# Statistics on missing CA and CB atoms AND side chain angles

## Aims of this notebook

### 1. Missing CA and CB atoms

In our fingerprint, both the exposure and side chain angle features are dependent on CA and CB atoms.
Here, we investigate where and overall how often these atoms are missing in the KLIFS data.

1. Get for each KLIFS molecule CA and CB atom coordinates per residue position.
2. Calculate missing atom rate per residue position: CA, CB and CA+CB missing.

### 2. Side chain angle (SCA) distribution

Side chain angles describe the angle between Ca, Cb, and residue centroid (without backbone atoms and hydrogens). 

Small amino acids (with tiny side chains) should not show much angle diversion (with smaller angles), larger ones should (with larger angles).

1. Calculate for each amino acid the angle distribution.
2. Save molecule and residue code for each angle, in order to trace back interesting angles.
3. Check diversity of angles per amino acid.

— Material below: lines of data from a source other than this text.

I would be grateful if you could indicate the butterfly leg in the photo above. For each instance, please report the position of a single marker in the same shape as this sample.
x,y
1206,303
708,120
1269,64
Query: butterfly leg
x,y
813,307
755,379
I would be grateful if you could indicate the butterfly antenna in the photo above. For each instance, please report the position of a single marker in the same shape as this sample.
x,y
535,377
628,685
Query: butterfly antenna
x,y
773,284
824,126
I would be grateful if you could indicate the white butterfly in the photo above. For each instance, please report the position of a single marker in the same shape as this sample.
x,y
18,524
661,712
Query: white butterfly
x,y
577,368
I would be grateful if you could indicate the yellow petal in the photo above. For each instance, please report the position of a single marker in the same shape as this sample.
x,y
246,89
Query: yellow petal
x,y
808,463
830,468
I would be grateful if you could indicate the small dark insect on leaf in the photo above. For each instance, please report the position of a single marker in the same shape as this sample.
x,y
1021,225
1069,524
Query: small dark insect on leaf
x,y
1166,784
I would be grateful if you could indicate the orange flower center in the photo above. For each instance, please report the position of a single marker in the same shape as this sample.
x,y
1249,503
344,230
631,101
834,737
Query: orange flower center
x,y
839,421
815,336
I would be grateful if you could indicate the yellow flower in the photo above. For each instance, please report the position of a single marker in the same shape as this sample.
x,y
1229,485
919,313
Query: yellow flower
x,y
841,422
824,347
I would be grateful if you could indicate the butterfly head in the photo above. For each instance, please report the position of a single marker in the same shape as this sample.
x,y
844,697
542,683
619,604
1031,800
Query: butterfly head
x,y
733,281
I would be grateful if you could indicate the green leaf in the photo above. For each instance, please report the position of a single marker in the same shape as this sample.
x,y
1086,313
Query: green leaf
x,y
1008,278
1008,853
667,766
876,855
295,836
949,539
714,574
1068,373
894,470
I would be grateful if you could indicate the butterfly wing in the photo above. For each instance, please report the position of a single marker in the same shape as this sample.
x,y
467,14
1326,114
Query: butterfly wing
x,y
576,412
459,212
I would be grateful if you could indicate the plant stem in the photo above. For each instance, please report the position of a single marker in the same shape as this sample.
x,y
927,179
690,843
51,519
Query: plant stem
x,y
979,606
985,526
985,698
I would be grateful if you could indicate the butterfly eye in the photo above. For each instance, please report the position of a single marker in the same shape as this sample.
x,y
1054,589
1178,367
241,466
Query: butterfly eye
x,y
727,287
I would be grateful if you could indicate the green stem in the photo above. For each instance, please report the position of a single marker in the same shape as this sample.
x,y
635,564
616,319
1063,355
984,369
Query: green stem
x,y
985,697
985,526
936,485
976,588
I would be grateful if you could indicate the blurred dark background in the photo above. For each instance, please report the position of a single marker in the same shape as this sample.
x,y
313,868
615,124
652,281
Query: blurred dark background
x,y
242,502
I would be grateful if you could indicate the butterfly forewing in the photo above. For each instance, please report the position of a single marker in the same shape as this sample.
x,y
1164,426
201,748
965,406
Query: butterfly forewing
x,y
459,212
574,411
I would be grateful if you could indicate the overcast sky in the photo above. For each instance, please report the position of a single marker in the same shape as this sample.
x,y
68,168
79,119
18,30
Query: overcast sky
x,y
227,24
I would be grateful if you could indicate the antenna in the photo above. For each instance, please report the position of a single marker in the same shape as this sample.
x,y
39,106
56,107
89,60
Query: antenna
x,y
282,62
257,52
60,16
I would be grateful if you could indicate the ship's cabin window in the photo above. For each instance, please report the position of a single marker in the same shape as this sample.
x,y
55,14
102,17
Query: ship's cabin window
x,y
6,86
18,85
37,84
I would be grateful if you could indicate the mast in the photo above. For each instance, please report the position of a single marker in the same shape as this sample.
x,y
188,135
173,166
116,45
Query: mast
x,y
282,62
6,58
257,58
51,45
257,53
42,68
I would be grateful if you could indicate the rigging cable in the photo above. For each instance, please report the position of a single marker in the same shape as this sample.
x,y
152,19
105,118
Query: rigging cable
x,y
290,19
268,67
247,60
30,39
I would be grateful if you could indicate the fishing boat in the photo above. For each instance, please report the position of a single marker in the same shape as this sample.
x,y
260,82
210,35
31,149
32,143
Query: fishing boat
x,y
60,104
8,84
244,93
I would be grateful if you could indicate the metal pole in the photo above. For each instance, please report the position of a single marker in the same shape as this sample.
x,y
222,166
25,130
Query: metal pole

If no diversity observed, side chain angle might not be such a good measure, since it does not depend on structural conformation but solely on amino acid type.

## Imports

In [None]:
%load_ext autoreload

In [None]:
%autoreload 2

In [None]:
from pathlib import Path
import sys
import warnings

import matplotlib.pyplot as plt
import numpy as np
import pandas as pd
import seaborn as sns

sys.path.append('../..')
from kinsim_structure.auxiliary import KlifsMoleculeLoader
from kinsim_structure.analysis import GapRate, SideChainAngleGenerator, SideChainAngleAnalyser

sns.set()
%matplotlib inline

In [None]:
warnings.filterwarnings(action='once')

## IO paths

In [None]:
path_to_kinsim = Path('.') / '..' / '..'
path_to_data = path_to_kinsim / 'examples' / 'data'
path_to_results = path_to_kinsim / 'examples' / 'results' / 'features' / 'sca_centroid_wo_backbone' 

## Load KLIFS metadata

In [None]:
klifs_metadata = pd.read_csv(path_to_data / 'postprocessed' / 'klifs_metadata_postprocessed.csv' , index_col=0)

In [None]:
klifs_metadata.shape

## Data generation

### Gap rate

In [None]:
gap_rate = GapRate(klifs_metadata)

### Side chain angle

In [None]:
side_chain_angle_generator = SideChainAngleGenerator()
%time side_chain_angle_generator.get_side_chain_angles(klifs_metadata)

In [None]:
side_chain_angle_generator.data.head()

In [None]:
side_chain_angle_generator.save_data(path_to_results / 'side_chain_angles.csv')

## Data analysis

### Gap rate

In [None]:
gap_rate.plot_gap_rate(
    path_to_results
)

### Missing CA and CB atoms

In [None]:
side_chain_angle_analyser = SideChainAngleAnalyser()
side_chain_angle_analyser.load_data(path_to_results / 'side_chain_angles.csv')

In [None]:
side_chain_angle_analyser.data.head()

In [None]:
side_chain_angle_analyser.data.shape

In [None]:
side_chain_angle_analyser.get_missing_residues_ca_cb(gap_rate)

In [None]:
side_chain_angle_analyser.plot_missing_residues_ca_cb(
    path_to_results
)

In [None]:
# How many residues have a missing Cb but are not GLY?
side_chain_angle_analyser.data[
    (side_chain_angle_analyser.data.cb.isna()) &
    (side_chain_angle_analyser.data.residue_name != 'GLY')
].shape

### SCA angle distribution

In [None]:
side_chain_angle_analyser.plot_side_chain_angle_distribution(
    path_to_results, 
    kind='violin'
)

In [None]:
side_chain_angle_analyser.plot_side_chain_angle_distribution(
    path_to_results, 
    kind='histograms'
)

### SCA statistics

In [None]:
side_chain_angle_analyser.data[['residue_name', 'sca']].groupby('residue_name').describe()

In [None]:
side_chain_angle_analyser.data[side_chain_angle_analyser.data.residue_name == 'ALA' & side_chain_angle_analyser.data.sca != 180.0]

### SCA mean and median

Get mean and median of side chain angles per amino acid and save to file. 
Use these values for residues with missing Ca/Cb atoms.

In [None]:
side_chain_angle_analyser.get_mean_median(
    from_file=path_to_results / 'stats_missing_ca_cb_and_sca.p'
)